The sequence $$1,2,3,...n$$ is taken ,if we take all the different possiblities of $+$ or $-$in between all successive terms ,what will be the minimum between all those (as in the minimum of the absolute value) .
My work:
I found that we can define a vector valued function that : $$f:\mathbb R^n \mapsto \mathbb R$$ and if we define $\mathrm v $to be the vector:$$(\pm1,\pm1,\pm1...,\pm1)$$ and the vector $\mathrm w$ to be:$$(1,2,3,...,n)$$ the function f is simply the dot product:$$ \vert v \cdot w\vert$$.
And also i found out that the function is multivalued(using examples),and that being multivalued has to do with number of partitions of a number ,other than that I have no clue on how to analyze this...
Lemma. A sequence of $4k$ consecutive positive integers can have $\pm$ signs assigned to its terms so that their sum becomes $0$.

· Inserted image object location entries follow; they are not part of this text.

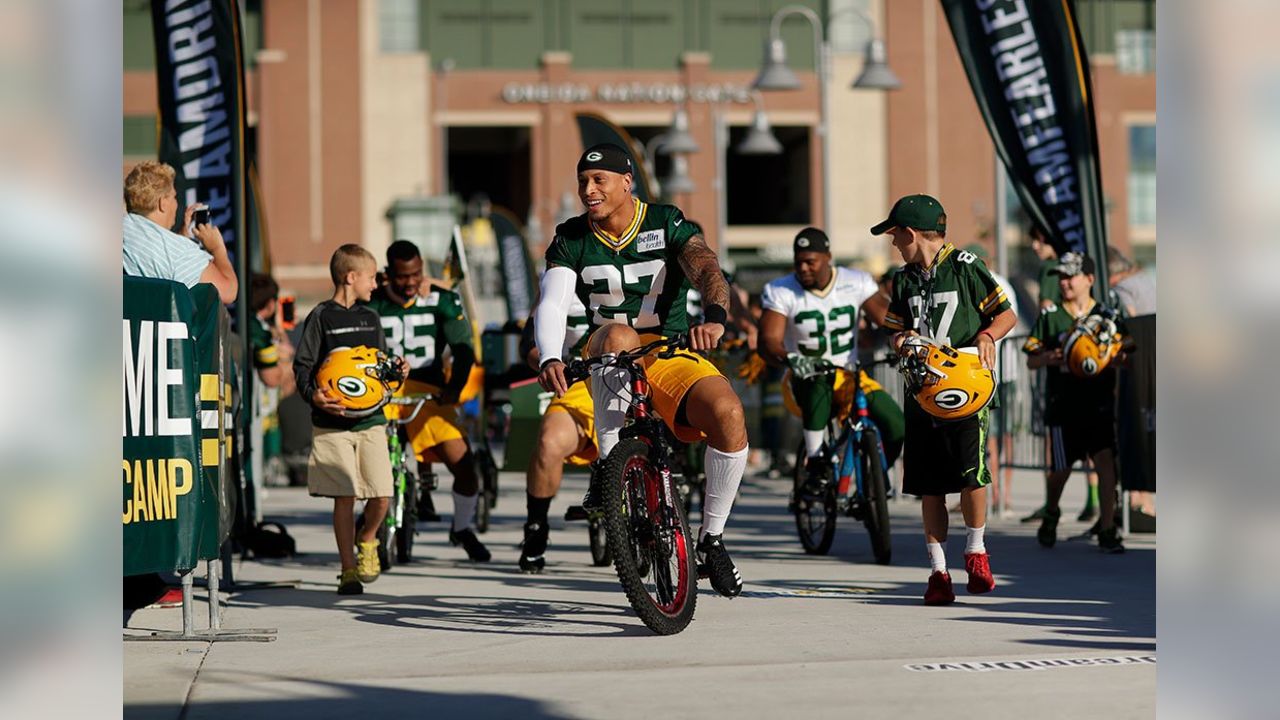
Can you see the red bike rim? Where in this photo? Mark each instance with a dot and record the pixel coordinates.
(639, 468)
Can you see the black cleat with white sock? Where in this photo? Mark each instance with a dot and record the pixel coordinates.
(714, 564)
(533, 550)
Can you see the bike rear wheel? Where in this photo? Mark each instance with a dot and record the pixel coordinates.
(653, 552)
(598, 537)
(816, 516)
(876, 487)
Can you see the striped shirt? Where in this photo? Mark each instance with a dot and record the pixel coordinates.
(151, 251)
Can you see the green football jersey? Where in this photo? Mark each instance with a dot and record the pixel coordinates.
(421, 329)
(635, 278)
(950, 302)
(265, 355)
(1047, 281)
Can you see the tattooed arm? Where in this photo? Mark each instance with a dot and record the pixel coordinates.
(703, 270)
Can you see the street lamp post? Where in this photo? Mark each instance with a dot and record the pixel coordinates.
(775, 74)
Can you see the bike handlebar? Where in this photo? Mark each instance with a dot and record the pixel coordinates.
(579, 369)
(417, 401)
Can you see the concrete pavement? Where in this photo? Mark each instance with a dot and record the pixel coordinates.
(822, 637)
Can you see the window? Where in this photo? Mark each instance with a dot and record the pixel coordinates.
(397, 26)
(1142, 176)
(769, 190)
(1136, 51)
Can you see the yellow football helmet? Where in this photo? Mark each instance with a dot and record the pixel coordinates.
(946, 383)
(361, 378)
(1091, 346)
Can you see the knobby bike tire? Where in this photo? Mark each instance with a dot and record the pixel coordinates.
(816, 524)
(621, 519)
(408, 524)
(876, 518)
(598, 538)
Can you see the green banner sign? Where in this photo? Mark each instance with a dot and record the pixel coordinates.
(1029, 74)
(176, 438)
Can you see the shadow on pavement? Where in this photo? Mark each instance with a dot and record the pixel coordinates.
(346, 701)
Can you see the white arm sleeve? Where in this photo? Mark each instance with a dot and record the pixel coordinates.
(552, 314)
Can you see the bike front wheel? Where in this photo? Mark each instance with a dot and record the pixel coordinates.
(598, 537)
(876, 488)
(648, 536)
(816, 514)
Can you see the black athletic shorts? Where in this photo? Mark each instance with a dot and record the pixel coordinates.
(1079, 438)
(944, 458)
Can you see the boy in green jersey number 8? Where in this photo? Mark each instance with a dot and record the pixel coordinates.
(949, 296)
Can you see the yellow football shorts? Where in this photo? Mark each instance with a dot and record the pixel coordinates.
(844, 399)
(433, 424)
(577, 405)
(670, 379)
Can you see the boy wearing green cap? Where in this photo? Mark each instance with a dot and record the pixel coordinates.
(949, 296)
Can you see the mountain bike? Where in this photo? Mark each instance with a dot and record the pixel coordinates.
(396, 534)
(854, 478)
(644, 519)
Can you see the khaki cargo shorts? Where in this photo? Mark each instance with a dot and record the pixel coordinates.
(350, 464)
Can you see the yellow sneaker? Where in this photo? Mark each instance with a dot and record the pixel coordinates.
(366, 561)
(348, 583)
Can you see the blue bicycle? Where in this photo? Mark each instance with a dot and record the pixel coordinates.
(854, 478)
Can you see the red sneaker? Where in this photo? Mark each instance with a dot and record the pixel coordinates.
(978, 565)
(940, 589)
(170, 598)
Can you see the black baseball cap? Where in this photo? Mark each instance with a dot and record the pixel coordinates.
(606, 156)
(919, 212)
(812, 240)
(1074, 264)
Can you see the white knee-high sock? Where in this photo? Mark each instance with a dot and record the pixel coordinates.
(937, 557)
(723, 474)
(813, 442)
(611, 396)
(974, 540)
(464, 510)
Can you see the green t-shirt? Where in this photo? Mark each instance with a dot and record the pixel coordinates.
(263, 345)
(1068, 397)
(635, 277)
(1048, 283)
(950, 304)
(421, 329)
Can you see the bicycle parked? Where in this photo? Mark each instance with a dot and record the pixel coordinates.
(854, 481)
(396, 534)
(644, 516)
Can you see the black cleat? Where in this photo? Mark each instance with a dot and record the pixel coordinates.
(469, 541)
(533, 550)
(718, 566)
(1110, 542)
(1047, 532)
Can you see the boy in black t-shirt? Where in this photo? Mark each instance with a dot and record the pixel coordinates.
(348, 455)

Let the numbers be $m+1,m+2,\cdots,m+4k$. Each pair of symmetric terms $m+j,m+4k+1-j$ adds up to $m+j+(m+4k+1-j) = 2m+4k+1$. There are $2k$ such pairs, so assigning $k$ of them the $+1$ sign, and the other $k$ pairs the $-1$ sign, their sum will be $0$.
Proof. For an arbitrary $n$ let $k = \lfloor \frac{n}{4}\rfloor\,$ and choose signs per previous lemma for the last $4k$ terms so that they add up to $0\,$.
This leaves the first $n \bmod 4$ terms to consider.
If $n \bmod 4 = 0$ then there are no terms left, and the minimum sum is $0$.
If $n \bmod 4 = 1$ then the minimum sum is $+1 = 1$.
If $n \bmod 4 = 2$ then the minimum sum is $-1+2=1$.
If $n \bmod 4 = 3$ then the minimum sum is $-1-2+3=0$.
To prove that $1$ is in fact the minimum sum in the cases $n \bmod 4 = 1,2$ note that each sign change of one term $k$ modifies the sum by $2k$ i.e. an even number, so it preserves the parity of the sum. But the sum $\sum_{k=1}^n k$ is odd when $n \bmod 4 = 1,2$ (as can be easily verified) so there exists no combination of signs to bring the sum down to $0$, therefore $1$ is the best that can be achieved.